Pour faire le point sur ces nouvelles règles, Kateri-Anne Grenier, avocate associée spécialisée en litiges commerciaux et protection de la vie privée au cabinet Fasken, a répondu à nos questions. Voici tout ce que nous avons appris lors de cette entrevue.
Kateri-Anne, avant d’aller plus loin sur les récents changements législatifs, pouvez-nous nous en dire plus sur votre parcours?

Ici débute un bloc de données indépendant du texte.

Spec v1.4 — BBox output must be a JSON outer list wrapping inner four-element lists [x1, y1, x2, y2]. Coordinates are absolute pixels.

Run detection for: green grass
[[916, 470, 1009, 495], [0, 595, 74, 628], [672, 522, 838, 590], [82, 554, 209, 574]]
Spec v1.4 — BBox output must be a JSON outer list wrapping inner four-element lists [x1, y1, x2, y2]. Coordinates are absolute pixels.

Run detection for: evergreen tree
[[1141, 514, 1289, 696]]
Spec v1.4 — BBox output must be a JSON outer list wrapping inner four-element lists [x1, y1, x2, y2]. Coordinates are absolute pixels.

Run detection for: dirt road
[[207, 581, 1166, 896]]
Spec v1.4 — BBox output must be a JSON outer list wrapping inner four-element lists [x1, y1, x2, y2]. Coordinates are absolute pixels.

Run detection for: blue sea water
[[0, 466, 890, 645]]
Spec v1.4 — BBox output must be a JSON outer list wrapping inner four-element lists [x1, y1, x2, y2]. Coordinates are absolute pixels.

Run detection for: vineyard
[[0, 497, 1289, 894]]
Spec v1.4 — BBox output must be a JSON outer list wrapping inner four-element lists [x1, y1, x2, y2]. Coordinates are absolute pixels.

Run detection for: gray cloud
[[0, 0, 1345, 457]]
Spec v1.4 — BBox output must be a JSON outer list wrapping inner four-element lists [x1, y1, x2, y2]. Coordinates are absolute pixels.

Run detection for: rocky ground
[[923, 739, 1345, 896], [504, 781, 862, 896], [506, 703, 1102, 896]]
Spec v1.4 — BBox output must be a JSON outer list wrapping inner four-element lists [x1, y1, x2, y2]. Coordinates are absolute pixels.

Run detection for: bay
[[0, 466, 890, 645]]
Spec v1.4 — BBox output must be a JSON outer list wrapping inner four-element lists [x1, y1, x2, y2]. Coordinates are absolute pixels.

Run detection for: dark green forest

Je suis diplômée de la faculté de droit à l’Université de Laval, et membre du Barreau depuis 2002. Lorsque la Loi sur la Protection des Renseignements Personnels et les Documents Électroniques (LPRPDE) est entrée en vigueur au début des années 2000, on a observé un essor dans le domaine de la protection de la vie privée au Canada et une prise de conscience, chez les citoyens et les entreprises, de l’importance d’assurer la protection des renseignements personnels.
Cet essor, accompagné d’importants développements technologiques, a aussi vu naître la loi anti-pourriels (début des années 2010). Dès le début des années 2010, le parlement fédéral a reconnu l’importance de mettre à jour la LPRPDE, de l’adapter aux réalités du monde des affaires et du commerce électronique. Le Canada a toujours, également, souhaité se positionner comme leader et conserver une équivalence juridique avec l’Europe vu l’importance du transfert de données à l’international.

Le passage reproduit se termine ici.